De pimentaeouro a 29.06.2015 às 23:23

Individualmente pouco podemos fazer, deviam existir mais instituições  de solidariedade.

De Fernando Lopes a 30.06.2015 às 00:16

Mas podemos sempre começar por nós mesmo, sendo melhores seres humanos.

De pimentaeouro a 30.06.2015 às 01:16

Certo

De O Homem Certo a 29.06.2015 às 23:27

Reconhecer que não estivemos bem, ou ter pensamentos menos próprios dos outros, faz-nos refletir no que temos de melhorar. Nem sempre é fácil, mas é um caminho.
Há dias em que não me apetece ser melhor, mas sim ser pior, porque *as vezes parece que o valor é  mesmo.
Felizmente nos dias normais tento ser cada dia melhor, uns consigo outros não, mas no trabalho quando alguém precisa de ajuda e não pede, confesso que assobio para o lado

De Fernando Lopes a 30.06.2015 às 00:20

Precisamente nos dias em que não nos apetece ser melhor, mas pior, é que devemos fazer tudo para inverter essa lógica, e tentar que cada vez mais, um maior número de dias sejam «dias melhores».

De bloga-mos a 30.06.2015 às 03:14

Já me custa andar na rua sem puxar da minha tesa carteira física e emocional...

De Fernando Lopes a 30.06.2015 às 08:08

No meio da tua «maluquice», tens uma carteira emocional cheia, que eu bem sei.

De golimix a 30.06.2015 às 18:57

O problema é mesmo esse. Então no Porto anda muita gente a pedir nas ruas. Acho que aumentaram...

De Fernando Lopes a 30.06.2015 às 19:12

O quê? «Temos os cofres cheios» e «As pessoas estão pior mas o país está melhor». Acho que há tanta falta de alimento como de um ombro amigo. Sou um coração de manteiga, ajudo todos os que posso. 

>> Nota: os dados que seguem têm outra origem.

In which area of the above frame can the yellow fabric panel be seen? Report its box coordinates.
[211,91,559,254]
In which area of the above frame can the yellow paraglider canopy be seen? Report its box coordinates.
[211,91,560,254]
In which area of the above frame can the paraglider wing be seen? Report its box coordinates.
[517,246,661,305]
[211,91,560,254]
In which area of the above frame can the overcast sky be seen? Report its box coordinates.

De Maria Alfacinha a 30.06.2015 às 10:24

Somos apenas humanos...

Reconhecê-lo é o mais importante Image

De Fernando Lopes a 30.06.2015 às 18:57

Gostava de reconhecer menos e superar-me mais, Maria. Isso sim seria bom sinal. 

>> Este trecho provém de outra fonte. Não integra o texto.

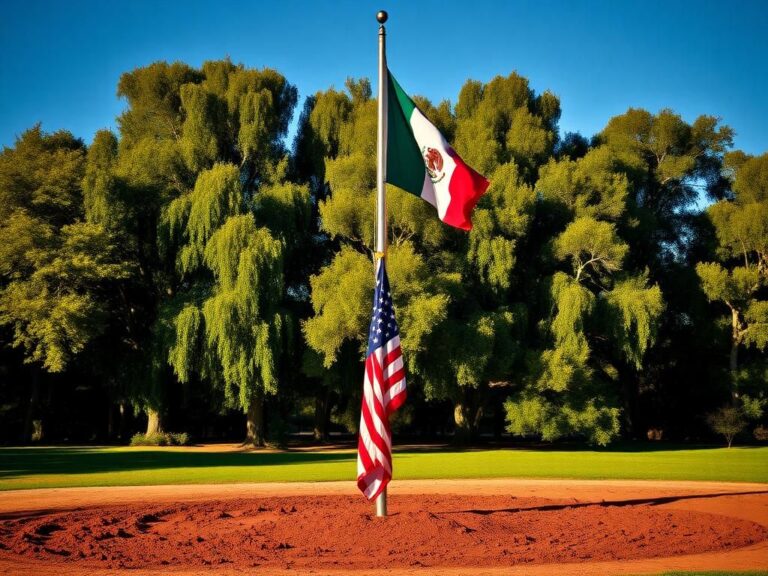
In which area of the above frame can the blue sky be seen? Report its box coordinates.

De Fernando Lopes a 30.06.2015 às 19:01

Está a dar erro, mas para me fazer rir às gargalhadas bastam as crónicas do José Manuel Fernandes ou da Helena Matos. Os maoistas reconvertidos são sempre muito divertidos. ;)

De golimix a 30.06.2015 às 18:58

Uma reflexão que nos vai consciencializando para o nosso eu e a mudança de atitudes que deveremos ter.

De Fernando Lopes a 30.06.2015 às 19:04

É a natureza humana, Lina Maria, com todas as suas glórias e misérias. Podemos lutar com ela, mas não a podemos afastar.

De Diogo Martins a 14.07.2015 às 03:38

Não se compreende. Consigo ver os dois lados,pessoas a precisarem do básico, e outros,com grandes roupas,não consigo entender a consciência da sociedade, há muitas desigualdades. É muito triste quando gira tudo a volta do dinheiro.Infelizmente eu estou a passar por essa fase em que o dinheiro faz falta e alimenta muitos sonhos. O problema é as telenovelas e toda aquela porcaria que passa nos canais portugueses. Acho que não somos um povo unido e então se formos ao futebol,transferências de milhões, não consigo aceitar e não gosto do mundo assim.

De Fernando Lopes a 14.07.2015 às 11:23

Uma das grandes estratégias do governo foi dividir para reinar. Só assim se compreende que tenham colocado funcionários do privado contra os do público, a classe média contra o RSI, novos contra velhos. O nosso povo parece que gosta de ser esmagado.